I guess I'm against the Federal Marriage Amendment.
I know that's not the sort of forthright lead columnists are supposed to start out with.
My wishy-washiness stems in part from the fact that I'm against gay marriage, but I'm also against this "solution." Moreover, I really don't like most of the arguments for or against gay marriage.
Both sides seem to suffer from a nasty case of consequentialism. That's the branch of thinking - of which utilitarianism is a subset - that says that a decision should be judged entirely on the consequences that result from that choice. So, what's wrong with that? Isn't that what politics is about?
Well, yes and no. There are two problems with consequentialism. The first is that, like utilitarianism, it dismisses principle or, worse, it pretends something is a principle when it isn't. So often we hear one political party or another cloak its positions in rhetoric about democracy or justice when really they're talking about personal enrichment or partisan advantage.
The second problem with consequentialism is that it often works on the false assumption that we can know what the consequences will be. The last great constitutional disaster was Prohibition. The 18th Amendment was supposed to get Americans to stop drinking booze. People made straight-line predictions that if you made hooch illegal, people would stop drinking it. Some did. Many didn't. Go rent "The Untouchables" for the rest of the story.
Proponents of the FMA believe that it will have the straight-line effects they desire: no gay marriage, stronger traditional marriage, no more debate about gay marriage. The opponents of FMA make similar arguments about gay marriage itself, saying that the consequences will be obvious, beneficial and predictable.
I really don't buy any of it.
I think gay marriage is probably a bad idea. But, I admit, my feelings stem partly from a conservative view that holds that all radical new ideas are probably bad ones.
I like "muddling through," as the British say.
If I had my druthers, we'd take this issue very slowly, over a generation or two. It was only in 1973 and 1975 that the American Psychiatric Association and the American Psychological Association, respectively, removed homosexuality from their lists of mental disorders. That was the right decision, but it does illustrate how profoundly young a "mainstream" gay culture is.
If it is inevitable that civil marriage be redefined to include same-sex couples, I think that inevitability shouldn't be rushed. Why not first solve the practical, easier problems stable gay couples face - partnership benefits, hospital visitation, etc. - through some form of civil contracts?
And if eventually the stability and monogamy of homosexual relationships are so self-evident that it becomes obvious to a wide majority of Americans that gay marriage is a worthwhile next step, we can deal with that. As Edmund Burke, the father of modern conservatism, noted, "Example is the school of mankind, and they will learn at no other."
If, in the meantime, justice delayed equals justice denied to a handful of couples who want marriage now, well, I'm sorry.
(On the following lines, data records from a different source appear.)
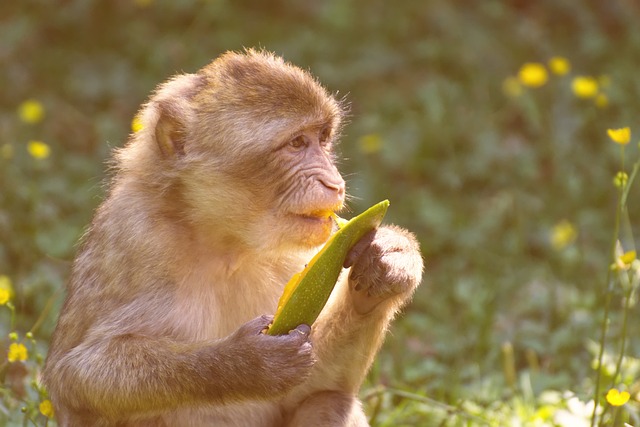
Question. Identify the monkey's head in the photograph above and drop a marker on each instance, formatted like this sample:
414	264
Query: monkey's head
243	149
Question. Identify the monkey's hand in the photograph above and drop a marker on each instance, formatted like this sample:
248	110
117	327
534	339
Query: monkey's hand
385	264
270	366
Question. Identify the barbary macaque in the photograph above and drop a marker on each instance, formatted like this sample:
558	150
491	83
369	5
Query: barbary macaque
214	204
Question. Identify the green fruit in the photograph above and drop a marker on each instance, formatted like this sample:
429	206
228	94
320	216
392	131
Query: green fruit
307	292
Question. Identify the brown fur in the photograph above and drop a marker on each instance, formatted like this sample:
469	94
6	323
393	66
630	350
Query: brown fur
214	204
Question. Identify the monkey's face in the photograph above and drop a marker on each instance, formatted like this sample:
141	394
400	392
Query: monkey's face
250	139
309	187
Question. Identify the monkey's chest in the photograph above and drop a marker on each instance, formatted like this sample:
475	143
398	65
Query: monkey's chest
216	308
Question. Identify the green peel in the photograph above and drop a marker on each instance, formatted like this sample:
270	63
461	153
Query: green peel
307	292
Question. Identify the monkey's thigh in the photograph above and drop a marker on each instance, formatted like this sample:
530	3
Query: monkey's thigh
329	409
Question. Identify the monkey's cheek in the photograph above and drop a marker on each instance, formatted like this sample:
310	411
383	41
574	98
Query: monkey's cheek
311	231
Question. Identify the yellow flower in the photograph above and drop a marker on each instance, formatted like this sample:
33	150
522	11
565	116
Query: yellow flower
371	143
46	408
6	289
533	74
617	398
17	352
5	296
6	151
585	87
38	149
620	136
563	234
511	87
31	111
559	65
602	101
620	180
136	124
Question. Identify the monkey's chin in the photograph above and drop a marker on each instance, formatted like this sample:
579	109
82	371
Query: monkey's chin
311	230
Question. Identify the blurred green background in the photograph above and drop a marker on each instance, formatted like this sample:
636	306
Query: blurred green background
482	167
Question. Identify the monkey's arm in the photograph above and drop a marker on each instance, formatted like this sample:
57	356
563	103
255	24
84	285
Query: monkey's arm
130	375
385	268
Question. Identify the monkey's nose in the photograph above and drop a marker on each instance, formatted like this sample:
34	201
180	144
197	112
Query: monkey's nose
335	185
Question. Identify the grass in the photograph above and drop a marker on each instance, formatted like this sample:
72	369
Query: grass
507	180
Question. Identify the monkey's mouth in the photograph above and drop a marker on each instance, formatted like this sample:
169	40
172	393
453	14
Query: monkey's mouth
320	217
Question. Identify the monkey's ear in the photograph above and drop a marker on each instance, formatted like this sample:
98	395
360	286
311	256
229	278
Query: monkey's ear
170	134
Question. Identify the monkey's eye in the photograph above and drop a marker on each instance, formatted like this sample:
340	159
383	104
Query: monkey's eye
298	142
325	133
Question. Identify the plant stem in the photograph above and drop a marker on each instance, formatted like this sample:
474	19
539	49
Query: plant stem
607	305
627	305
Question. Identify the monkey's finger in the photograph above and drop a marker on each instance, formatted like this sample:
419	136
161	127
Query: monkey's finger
303	329
358	249
302	332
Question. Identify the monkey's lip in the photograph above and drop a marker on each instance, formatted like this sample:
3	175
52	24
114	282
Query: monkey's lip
321	216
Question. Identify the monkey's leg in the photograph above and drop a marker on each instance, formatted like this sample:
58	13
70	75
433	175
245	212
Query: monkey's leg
329	409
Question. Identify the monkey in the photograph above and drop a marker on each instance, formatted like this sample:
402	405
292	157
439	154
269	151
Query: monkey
224	194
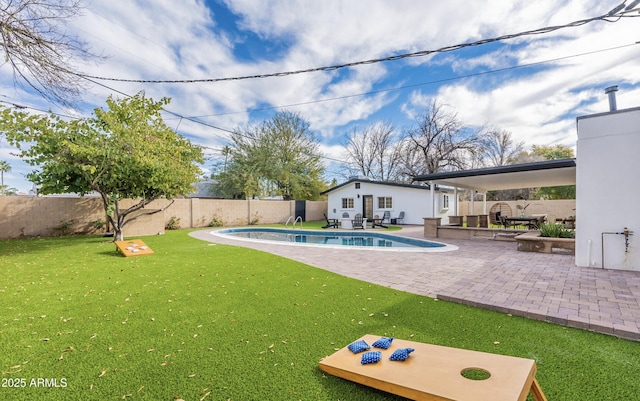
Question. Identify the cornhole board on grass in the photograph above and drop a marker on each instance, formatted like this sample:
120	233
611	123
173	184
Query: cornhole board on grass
134	247
434	373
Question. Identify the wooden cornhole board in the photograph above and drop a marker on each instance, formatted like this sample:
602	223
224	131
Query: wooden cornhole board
433	373
134	247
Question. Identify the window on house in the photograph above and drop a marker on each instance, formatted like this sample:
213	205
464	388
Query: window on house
385	202
347	203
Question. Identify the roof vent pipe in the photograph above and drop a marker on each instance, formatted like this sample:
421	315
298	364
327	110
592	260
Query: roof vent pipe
611	91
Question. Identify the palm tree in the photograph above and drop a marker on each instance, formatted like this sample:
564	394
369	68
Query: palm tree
4	168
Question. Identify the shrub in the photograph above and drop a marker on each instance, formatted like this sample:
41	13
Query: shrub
555	231
216	222
173	224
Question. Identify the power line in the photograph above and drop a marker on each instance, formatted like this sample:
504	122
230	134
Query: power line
615	14
421	83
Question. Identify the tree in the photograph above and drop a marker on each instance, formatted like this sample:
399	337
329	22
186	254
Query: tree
438	142
36	44
123	152
374	151
554	153
4	168
499	147
281	156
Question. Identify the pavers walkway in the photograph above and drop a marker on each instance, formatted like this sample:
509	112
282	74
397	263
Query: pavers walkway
488	274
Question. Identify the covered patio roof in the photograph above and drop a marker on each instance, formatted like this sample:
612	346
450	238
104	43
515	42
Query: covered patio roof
548	173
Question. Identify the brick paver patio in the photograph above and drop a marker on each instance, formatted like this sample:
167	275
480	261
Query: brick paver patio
488	274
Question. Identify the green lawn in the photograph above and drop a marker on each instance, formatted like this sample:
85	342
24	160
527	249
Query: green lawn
198	321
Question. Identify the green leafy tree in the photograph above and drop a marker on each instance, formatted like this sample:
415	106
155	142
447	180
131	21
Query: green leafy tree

That's the way life works sometimes. As Burke also said, sometimes we "must bear with infirmities until they fester into crimes."
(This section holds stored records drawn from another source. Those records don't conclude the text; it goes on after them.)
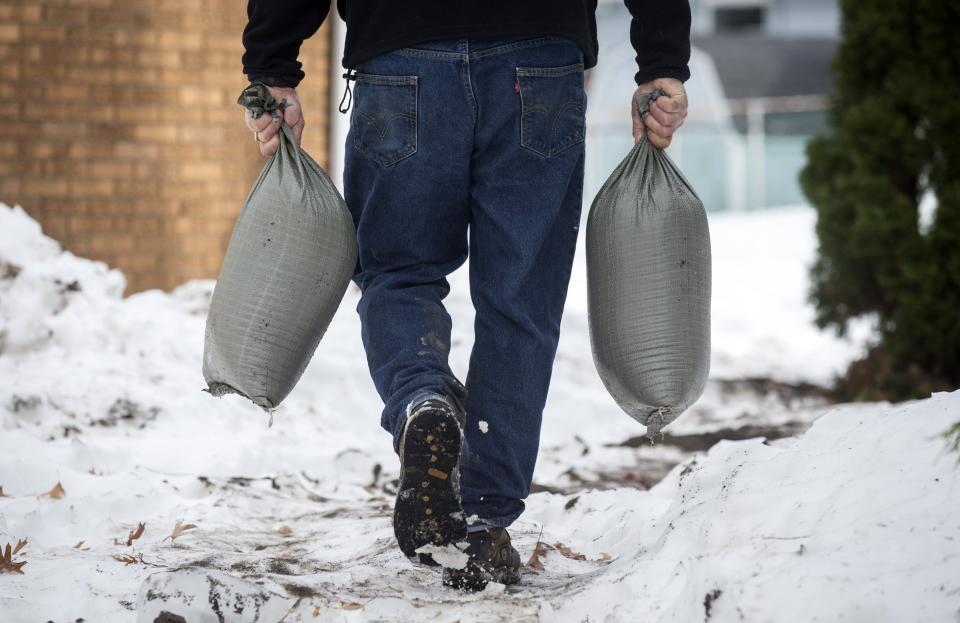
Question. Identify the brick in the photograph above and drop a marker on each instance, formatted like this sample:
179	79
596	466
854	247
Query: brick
159	133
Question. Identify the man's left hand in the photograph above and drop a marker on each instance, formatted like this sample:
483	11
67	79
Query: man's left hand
667	112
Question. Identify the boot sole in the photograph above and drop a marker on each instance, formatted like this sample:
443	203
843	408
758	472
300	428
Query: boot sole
475	577
428	510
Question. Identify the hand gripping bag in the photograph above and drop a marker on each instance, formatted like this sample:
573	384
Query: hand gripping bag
648	281
289	261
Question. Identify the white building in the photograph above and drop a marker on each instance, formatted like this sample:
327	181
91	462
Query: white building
759	77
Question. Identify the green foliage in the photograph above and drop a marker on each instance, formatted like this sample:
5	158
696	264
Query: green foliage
894	134
953	437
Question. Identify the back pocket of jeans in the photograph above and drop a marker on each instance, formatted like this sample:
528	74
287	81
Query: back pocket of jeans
552	103
384	119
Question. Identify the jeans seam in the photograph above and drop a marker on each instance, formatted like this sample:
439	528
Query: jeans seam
500	49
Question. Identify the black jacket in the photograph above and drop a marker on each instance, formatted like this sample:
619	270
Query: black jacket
659	30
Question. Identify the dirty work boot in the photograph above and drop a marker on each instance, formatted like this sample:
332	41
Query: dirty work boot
491	558
427	510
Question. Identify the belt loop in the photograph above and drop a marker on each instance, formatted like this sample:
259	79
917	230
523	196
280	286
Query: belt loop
347	90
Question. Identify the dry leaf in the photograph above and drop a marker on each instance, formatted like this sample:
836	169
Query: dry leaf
6	561
540	550
569	553
135	534
57	492
179	529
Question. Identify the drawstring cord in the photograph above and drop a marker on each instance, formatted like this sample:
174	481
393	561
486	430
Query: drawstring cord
347	90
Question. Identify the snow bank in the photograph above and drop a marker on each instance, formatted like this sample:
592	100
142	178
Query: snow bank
859	519
101	395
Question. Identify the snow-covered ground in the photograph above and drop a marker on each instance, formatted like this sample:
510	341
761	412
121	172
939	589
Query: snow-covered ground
855	519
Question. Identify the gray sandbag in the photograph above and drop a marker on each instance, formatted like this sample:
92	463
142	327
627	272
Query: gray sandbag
648	281
289	261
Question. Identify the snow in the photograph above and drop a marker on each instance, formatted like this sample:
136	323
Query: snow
447	555
855	518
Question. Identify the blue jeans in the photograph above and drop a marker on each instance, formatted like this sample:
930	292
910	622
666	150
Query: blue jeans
478	139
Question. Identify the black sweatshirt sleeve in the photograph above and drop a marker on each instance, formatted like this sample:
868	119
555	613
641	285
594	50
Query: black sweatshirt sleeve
660	33
272	38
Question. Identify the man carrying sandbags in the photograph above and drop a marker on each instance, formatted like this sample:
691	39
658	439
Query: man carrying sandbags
467	133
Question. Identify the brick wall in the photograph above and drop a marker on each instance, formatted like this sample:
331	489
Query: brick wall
121	131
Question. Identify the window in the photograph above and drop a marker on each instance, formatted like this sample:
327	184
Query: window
740	19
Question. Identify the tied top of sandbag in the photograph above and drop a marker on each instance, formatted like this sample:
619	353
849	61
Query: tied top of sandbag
258	99
642	102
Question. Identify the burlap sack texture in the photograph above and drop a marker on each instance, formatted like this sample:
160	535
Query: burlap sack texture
289	261
648	281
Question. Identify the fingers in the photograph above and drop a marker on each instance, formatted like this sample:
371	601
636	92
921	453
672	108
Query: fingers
667	112
658	129
293	117
270	147
657	140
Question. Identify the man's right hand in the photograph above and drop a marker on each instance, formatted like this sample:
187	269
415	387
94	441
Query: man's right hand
266	129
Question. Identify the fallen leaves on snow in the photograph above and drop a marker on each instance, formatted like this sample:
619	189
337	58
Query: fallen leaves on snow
179	529
135	533
128	559
538	551
56	492
7	563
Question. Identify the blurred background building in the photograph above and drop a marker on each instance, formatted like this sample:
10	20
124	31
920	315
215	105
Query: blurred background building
759	77
122	135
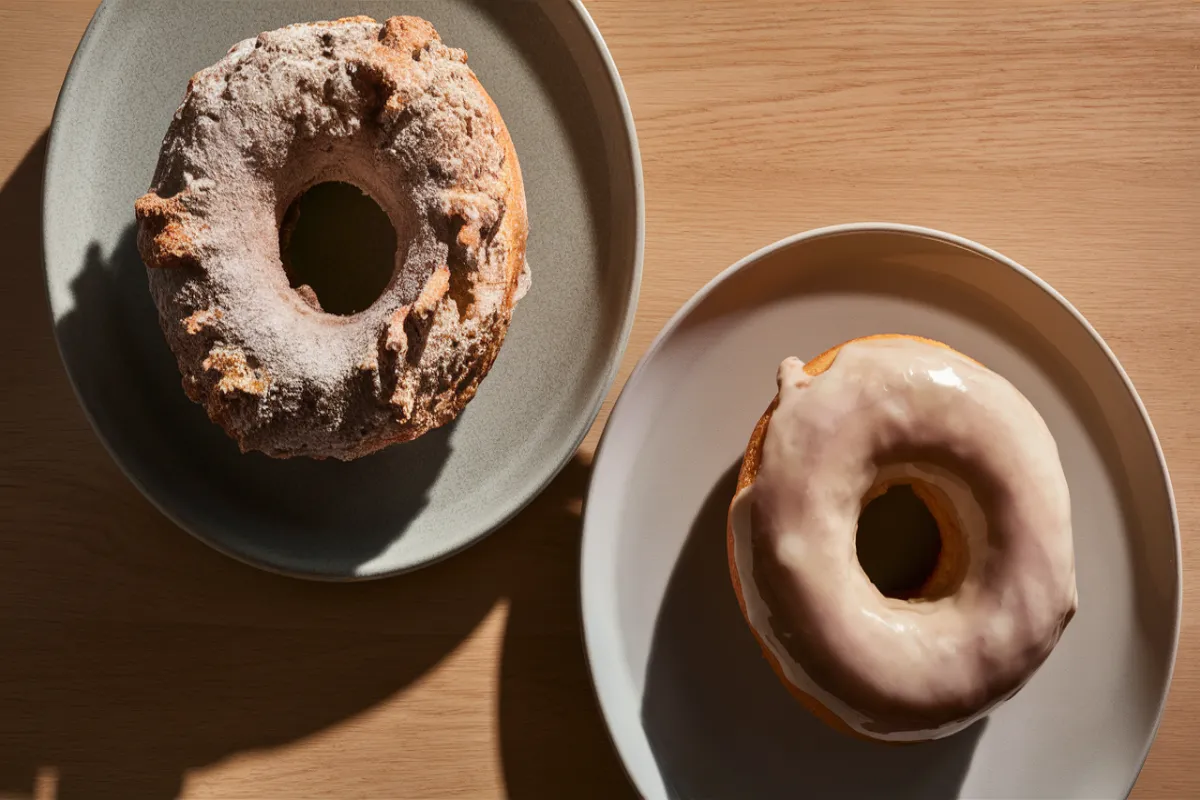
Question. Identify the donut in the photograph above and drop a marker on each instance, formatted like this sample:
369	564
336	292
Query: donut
393	110
864	416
But no one's taking my advice. So, we have the FMA barreling down the tracks. The FMA would ban gay marriage "or the legal incidents thereof" - which many take to mean civil unions as well - in all 50 states for all time.
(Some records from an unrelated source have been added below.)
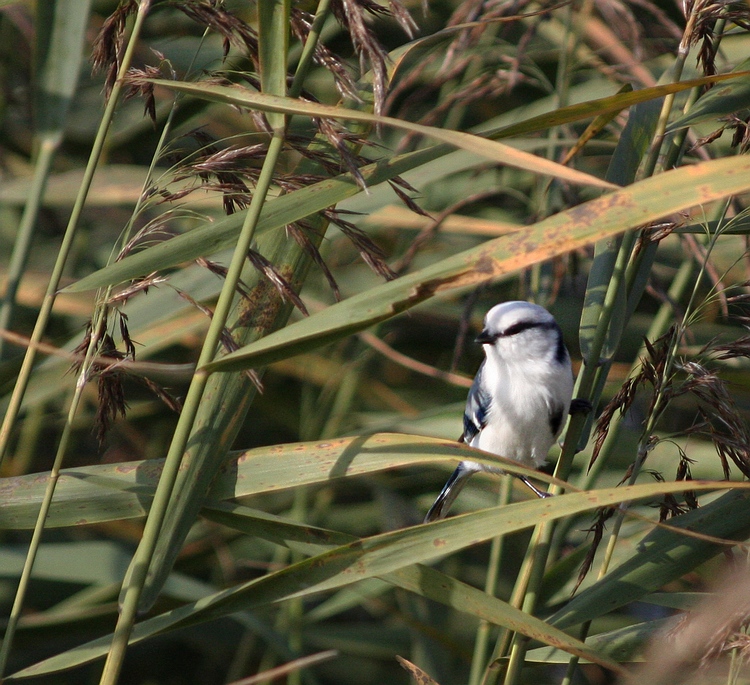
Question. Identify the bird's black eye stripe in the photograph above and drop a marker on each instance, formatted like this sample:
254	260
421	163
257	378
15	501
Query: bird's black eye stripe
522	326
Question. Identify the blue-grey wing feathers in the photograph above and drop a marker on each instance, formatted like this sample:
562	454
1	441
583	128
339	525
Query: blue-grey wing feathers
477	408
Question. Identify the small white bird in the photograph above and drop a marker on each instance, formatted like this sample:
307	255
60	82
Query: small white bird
520	396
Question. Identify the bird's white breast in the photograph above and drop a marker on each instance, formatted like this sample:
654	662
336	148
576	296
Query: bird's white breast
524	396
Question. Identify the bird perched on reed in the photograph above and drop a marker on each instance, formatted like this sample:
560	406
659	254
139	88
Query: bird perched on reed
520	396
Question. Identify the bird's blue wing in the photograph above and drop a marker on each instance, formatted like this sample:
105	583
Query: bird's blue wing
477	408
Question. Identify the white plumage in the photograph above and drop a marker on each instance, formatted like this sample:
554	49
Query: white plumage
520	397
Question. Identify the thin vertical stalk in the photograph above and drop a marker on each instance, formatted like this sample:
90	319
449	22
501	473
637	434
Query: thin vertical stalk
137	573
481	641
139	566
22	245
39	328
36	538
48	302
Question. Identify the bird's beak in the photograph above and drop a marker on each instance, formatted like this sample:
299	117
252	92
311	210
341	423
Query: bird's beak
485	338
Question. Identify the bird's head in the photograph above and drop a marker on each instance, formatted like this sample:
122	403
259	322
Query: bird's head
522	331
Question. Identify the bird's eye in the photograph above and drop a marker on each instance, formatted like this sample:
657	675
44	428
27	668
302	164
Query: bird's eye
520	327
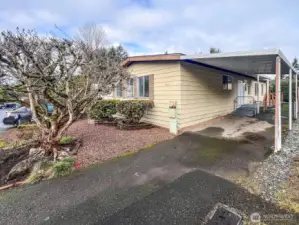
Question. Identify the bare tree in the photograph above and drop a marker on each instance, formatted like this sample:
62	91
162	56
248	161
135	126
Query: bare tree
66	73
215	50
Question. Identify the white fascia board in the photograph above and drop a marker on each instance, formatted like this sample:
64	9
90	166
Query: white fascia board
282	56
232	54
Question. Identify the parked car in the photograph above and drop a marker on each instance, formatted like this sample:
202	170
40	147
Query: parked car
17	116
10	105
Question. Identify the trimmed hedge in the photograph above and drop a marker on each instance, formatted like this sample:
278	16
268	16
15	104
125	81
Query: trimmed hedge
134	110
103	109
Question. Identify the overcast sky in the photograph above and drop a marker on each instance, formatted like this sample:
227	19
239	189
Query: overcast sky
156	26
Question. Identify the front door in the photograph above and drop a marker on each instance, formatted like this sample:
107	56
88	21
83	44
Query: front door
241	93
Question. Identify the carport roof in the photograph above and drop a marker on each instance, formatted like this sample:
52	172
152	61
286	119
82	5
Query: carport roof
248	63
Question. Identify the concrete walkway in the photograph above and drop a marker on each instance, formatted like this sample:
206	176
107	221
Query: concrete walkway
163	185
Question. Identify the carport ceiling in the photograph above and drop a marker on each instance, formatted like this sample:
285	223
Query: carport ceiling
246	62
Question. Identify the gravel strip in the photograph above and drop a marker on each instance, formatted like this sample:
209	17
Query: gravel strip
271	174
105	142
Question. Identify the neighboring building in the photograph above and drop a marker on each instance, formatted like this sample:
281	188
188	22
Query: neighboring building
200	92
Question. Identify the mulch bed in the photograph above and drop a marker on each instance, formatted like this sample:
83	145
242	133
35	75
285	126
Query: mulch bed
100	142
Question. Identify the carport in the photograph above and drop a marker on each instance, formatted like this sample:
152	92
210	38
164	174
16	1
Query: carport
253	64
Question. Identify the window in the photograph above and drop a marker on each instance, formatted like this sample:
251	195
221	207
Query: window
119	90
143	86
130	90
227	82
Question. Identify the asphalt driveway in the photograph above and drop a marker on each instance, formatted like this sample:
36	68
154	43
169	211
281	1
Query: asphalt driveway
166	184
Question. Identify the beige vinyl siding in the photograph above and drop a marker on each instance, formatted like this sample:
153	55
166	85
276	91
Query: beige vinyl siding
202	95
167	87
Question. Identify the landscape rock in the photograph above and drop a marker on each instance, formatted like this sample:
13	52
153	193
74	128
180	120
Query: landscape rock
62	155
35	152
24	167
36	167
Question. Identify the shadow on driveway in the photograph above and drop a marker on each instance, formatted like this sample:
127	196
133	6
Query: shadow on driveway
161	185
That may sound like a good idea if you're against gay marriage, civil unions and all the rest. But to me it sounds an awful lot like a replay of Prohibition. I can't tell you what the unforeseeable consequences of such an amendment are because, duh, they're unforeseeable. But what I can predict with almost mathematical certitude is that the FMA will not make this issue go away. Rather, it will more likely serve to radicalize the anti-FMA forces in much the same way Roe vs. Wade radicalized anti-abortion forces.
Historically, the way we cut these knots is by throwing the issue to the lowest, most local level possible. If South Carolina wants to ban alcohol, fine. But don't tell New York they have to, too. This way we get a multiplicity of examples to follow and debate, rather than a monarchal decree from above.
If Massachusetts really wants something called "gay marriage," I may disagree with the decision, but it's their decision (note: So far most Bay State voters are against it). And, while I'd probably be in favor of an amendment codifying the principle of the Defense of Marriage Act - which allows states to refuse to recognize the gay marriages of other states - the FMA goes much further than that.
You can't favor federalism for only good ideas or ideas you like. Experimentation means allowing local communities to make mistakes.
So, I guess I'm against the Federal Marriage Amendment.